If this is true, it's a sad day. I've got an old LawnBoy, from 1983, I think. It has outlived at least 4 other mowers I've owned. 
Just wondering. Also wondering if there will still be parts support for the existing mowers.
-John


----------



## DS (Nov 9, 1999)

Well, according to the lawnboy website, 2-cycle powered machines are still available.

http://www.lawnboy.com/productinfo/mowers/index.html

If they stop making 2-cycles,I think it'll be a BIG mistake.


----------



## aggiette (Aug 4, 2004)

*Not me.*



rhesus4 said:


> If this is true, it's a sad day. I've got an old LawnBoy, from 1983, I think. It has outlived at least 4 other mowers I've owned.
> -John


On the other hand I have never had a LB last more than 3 years. The first one died at 3.5 years when the "self-propelled" died the second time. (I got it fixed the first time, but the second--I bought a Poulan.)

Then I moved and bought a 2 year old used LB. Used it twice. Now the shop says that the lower bearing in the engine is bad. Wish I had kept the Poulan.....


----------



## engine man (Mar 25, 2006)

i know this thread is old but if they stop making 2cycle then how would they make 4cycle chainsaws?


----------



## geogrubb (Jul 28, 2006)

There are a lot of innovations going on in the 2cycle world. For one Stihl has something they call 4Max which has the valves and stuff like 4cycle but uses 2cycle mixture with the crankcase acting as the intake so it can run at any angle. I have a Lawnboy Utility mower model 4501 that I bought in 1979 and it is still going strong(still has original points and condenser)and starts on first or second pull, however, the deck is held together with screws and strappings. Have a nice day. Geo


----------



## 30yearTech (Sep 14, 2006)

There are different emission rules that apply to smaller displacement engines then to the larger ones found on most lawnmowers. Lawnboy decided that it would be to difficult and cost prohibitive to develop a 2-cycle engine that could meet the new emission rules and just chose to switch over to 4-cycle engines.

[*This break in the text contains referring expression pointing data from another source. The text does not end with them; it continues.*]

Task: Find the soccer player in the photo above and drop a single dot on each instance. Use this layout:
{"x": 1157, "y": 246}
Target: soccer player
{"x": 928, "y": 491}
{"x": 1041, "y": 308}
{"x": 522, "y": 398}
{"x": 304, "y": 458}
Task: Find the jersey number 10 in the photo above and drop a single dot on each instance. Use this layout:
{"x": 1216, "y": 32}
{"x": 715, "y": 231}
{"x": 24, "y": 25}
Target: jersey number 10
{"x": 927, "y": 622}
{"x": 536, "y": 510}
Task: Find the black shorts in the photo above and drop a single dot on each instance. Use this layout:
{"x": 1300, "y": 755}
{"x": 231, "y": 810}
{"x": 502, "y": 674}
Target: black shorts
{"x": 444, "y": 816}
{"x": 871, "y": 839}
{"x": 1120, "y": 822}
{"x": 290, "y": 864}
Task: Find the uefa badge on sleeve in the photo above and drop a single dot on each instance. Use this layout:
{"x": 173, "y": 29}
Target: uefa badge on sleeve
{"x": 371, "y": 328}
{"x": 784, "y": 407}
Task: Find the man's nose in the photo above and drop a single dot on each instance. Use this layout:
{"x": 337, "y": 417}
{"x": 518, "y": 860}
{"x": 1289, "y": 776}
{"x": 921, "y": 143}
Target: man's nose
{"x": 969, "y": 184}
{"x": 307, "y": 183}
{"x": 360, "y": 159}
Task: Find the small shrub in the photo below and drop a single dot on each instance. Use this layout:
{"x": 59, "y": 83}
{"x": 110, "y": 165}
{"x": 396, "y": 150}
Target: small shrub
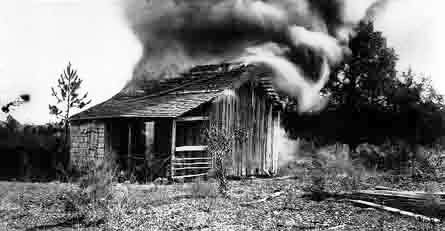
{"x": 98, "y": 181}
{"x": 219, "y": 146}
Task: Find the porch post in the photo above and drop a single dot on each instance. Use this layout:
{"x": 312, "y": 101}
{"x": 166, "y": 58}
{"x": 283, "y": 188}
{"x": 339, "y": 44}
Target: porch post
{"x": 129, "y": 147}
{"x": 173, "y": 147}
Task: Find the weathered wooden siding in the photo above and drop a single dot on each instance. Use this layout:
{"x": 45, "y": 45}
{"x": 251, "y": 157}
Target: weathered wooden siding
{"x": 87, "y": 142}
{"x": 247, "y": 108}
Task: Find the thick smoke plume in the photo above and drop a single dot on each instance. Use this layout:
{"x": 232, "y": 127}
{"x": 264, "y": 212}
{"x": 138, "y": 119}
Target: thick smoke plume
{"x": 285, "y": 35}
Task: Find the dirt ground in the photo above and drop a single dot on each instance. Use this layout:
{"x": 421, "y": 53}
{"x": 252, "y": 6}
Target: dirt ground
{"x": 190, "y": 206}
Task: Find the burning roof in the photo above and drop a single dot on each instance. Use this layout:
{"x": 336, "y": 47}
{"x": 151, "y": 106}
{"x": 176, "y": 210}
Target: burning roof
{"x": 175, "y": 96}
{"x": 280, "y": 34}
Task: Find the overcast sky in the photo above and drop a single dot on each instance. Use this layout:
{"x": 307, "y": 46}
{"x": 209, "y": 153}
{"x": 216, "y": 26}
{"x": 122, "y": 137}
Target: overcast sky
{"x": 39, "y": 37}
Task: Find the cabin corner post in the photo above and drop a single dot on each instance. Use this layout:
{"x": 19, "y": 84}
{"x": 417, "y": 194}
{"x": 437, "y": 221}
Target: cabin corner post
{"x": 173, "y": 148}
{"x": 129, "y": 148}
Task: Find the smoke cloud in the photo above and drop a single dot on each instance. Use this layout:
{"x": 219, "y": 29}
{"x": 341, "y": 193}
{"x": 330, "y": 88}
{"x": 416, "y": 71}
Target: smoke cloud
{"x": 178, "y": 34}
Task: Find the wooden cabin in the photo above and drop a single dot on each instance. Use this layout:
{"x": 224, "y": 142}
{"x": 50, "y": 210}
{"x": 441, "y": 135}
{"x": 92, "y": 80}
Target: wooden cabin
{"x": 162, "y": 129}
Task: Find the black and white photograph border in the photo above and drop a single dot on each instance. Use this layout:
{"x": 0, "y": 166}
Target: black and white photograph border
{"x": 222, "y": 115}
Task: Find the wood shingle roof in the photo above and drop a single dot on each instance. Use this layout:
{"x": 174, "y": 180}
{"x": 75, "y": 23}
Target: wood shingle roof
{"x": 173, "y": 97}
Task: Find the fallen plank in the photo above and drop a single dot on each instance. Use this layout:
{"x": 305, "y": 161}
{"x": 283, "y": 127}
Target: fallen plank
{"x": 273, "y": 195}
{"x": 394, "y": 210}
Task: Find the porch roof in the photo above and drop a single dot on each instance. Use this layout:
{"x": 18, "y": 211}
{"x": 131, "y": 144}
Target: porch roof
{"x": 173, "y": 97}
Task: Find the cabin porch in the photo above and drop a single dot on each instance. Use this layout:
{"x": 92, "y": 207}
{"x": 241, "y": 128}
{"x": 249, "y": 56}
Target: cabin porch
{"x": 160, "y": 147}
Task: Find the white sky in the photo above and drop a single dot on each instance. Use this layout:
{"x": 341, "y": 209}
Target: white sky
{"x": 39, "y": 37}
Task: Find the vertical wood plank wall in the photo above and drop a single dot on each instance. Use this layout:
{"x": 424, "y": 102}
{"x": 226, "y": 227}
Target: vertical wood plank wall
{"x": 249, "y": 109}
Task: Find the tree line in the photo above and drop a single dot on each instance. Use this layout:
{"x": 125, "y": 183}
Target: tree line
{"x": 371, "y": 102}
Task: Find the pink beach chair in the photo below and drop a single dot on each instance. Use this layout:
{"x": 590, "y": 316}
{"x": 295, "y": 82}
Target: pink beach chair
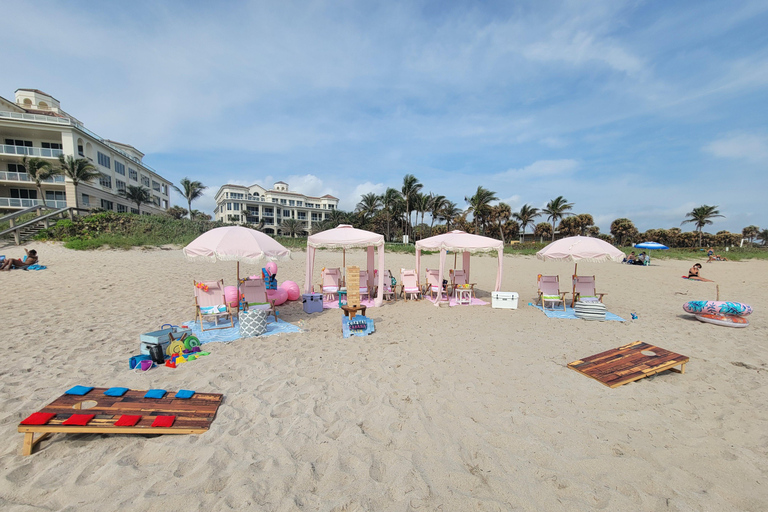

There are still plenty of smaller 2-cycle engines available now, but that could change as emission rules become more stringent.


----------



## lordraptor1 (Mar 10, 2002)

old post i know, but has anyone ever wondered why hp output on mowers keeps getting larger and larger? the answer is simple, to put it simple. an old 3.5 hp lawnmower will actually be a better mower than a 5hp mower today, we can thank the tree huggers for this causing all of these new emission standards is not always a good thing, on cars and other modes of transport i can see but a lawnmower is a seasonal item and should be excluded from emissions. what will be next your nitro and gas radio control car engines, the answer to that question is most likely if it is not already being done.


----------